Nick (l'auteur ou le personnage de ce roman ?) est un écrivain vieillissant. Commençant à sentir sa fin approcher, il se met en chasse de jeunes femmes qu'il sait pouvoir impressionner par son raffinement (lequel ?) et par son érudition (bien réelle !). Animé d'une pulsion animale, il attrapera quelques proies et boira leur sang afin de renaitre à la vie.

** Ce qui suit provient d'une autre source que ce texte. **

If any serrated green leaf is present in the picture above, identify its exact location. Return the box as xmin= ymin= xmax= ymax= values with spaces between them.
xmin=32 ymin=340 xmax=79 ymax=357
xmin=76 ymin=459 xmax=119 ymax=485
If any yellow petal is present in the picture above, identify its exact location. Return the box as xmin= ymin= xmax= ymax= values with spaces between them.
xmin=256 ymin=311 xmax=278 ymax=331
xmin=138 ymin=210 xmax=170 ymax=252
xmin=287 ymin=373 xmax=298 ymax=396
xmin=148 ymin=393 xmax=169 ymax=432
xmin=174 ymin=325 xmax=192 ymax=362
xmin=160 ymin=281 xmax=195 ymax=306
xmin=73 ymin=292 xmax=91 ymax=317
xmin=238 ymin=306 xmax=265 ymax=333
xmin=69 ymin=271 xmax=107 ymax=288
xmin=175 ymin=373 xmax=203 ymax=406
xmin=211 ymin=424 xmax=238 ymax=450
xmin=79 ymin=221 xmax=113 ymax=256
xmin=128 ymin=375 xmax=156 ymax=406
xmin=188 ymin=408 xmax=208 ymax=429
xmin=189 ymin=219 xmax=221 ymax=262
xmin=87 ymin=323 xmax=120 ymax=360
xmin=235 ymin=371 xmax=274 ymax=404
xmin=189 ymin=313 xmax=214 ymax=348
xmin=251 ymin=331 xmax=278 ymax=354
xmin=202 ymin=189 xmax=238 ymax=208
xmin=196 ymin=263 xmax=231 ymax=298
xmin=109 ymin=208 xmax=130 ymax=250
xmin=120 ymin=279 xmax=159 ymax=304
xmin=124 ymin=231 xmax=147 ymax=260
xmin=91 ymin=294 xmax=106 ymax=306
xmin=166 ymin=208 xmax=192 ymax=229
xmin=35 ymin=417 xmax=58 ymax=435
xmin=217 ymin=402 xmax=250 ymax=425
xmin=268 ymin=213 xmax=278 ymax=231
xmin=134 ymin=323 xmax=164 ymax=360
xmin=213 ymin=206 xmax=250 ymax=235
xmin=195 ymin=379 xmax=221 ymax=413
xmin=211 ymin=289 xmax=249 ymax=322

Les 60 premières pages sont déconcertantes : elles reflètent la construction du personnage. Les chapitres font 2 ou 3 pages maximum et les idées se bousculent, sans fil conducteur. Une logorrhée inconcevable, sans queue ni tête, à mille lieux de la structure classique d'un roman. Un bouillonnement de vie, des tâtonnements et des pulsions dont l'issue reste incertaine. Puis, très lentement, les choses se mettent en place. Nick est dans son trip. Il a depuis longtemps constaté la futilité de la vie et, malgré sa vie de buveur et d'amant, il reste las, désabusé et obsédé par la crainte de sa mort. le sang de ses victimes, des âmes égarées, représente pour lui une nourriture, une boisson et une délivrance : un avant-gout de l'illimité (page 30). En elles, il voit des déesses dont il boit l'ichor qui donne la vie, la jeunesse et la joie (page 64). En s'abreuvant ainsi aux cuisses de ces jeunes femmes, Nick cherche aussi une communion avec elles et une transsubstantiation, car « le sang apporte la rédemption » et lui « donne l'impression d'être plus près de la beauté et de la force vitale » (page 155). « Le Dieu qui est en lui peut ainsi se manifester : des courants propices le traversent et sa perception est nouvellement aiguisée, avec une sensation neuve de brutalité intensifiée » : bigre, voici un jargon que ne renieraient pas certaines sectes américaines ! La violence et les scènes de SM se succèdent, à profusion : no limit, le sexe et le sang étant comme une idée fixe, obsessionnelle et compulsive. Réalité, fantasmes et addictions en tous genres. Dans son brouillard intérieur, Nick distingue un monde qu'il exècre : il veut fuir ces « esclaves blancs aux ignobles carrières d'indolence lucrative qui servent les maîtres de la finance, les ménagères de 50 ans, les gosses qui chient, les chiens qui jappent, les joggeurs et les joggeuses, la perfidie judéo-chrétienne, le bio ... ». Cette démangeaison et ce délire font penser à American Psycho : de la folie furieuse. D'ailleurs, Nick Tosches n'écrit-il pas « Notre esprit est la matrice dont les démons cherchent à fuir, cette fuite que nous leur interdisons » ?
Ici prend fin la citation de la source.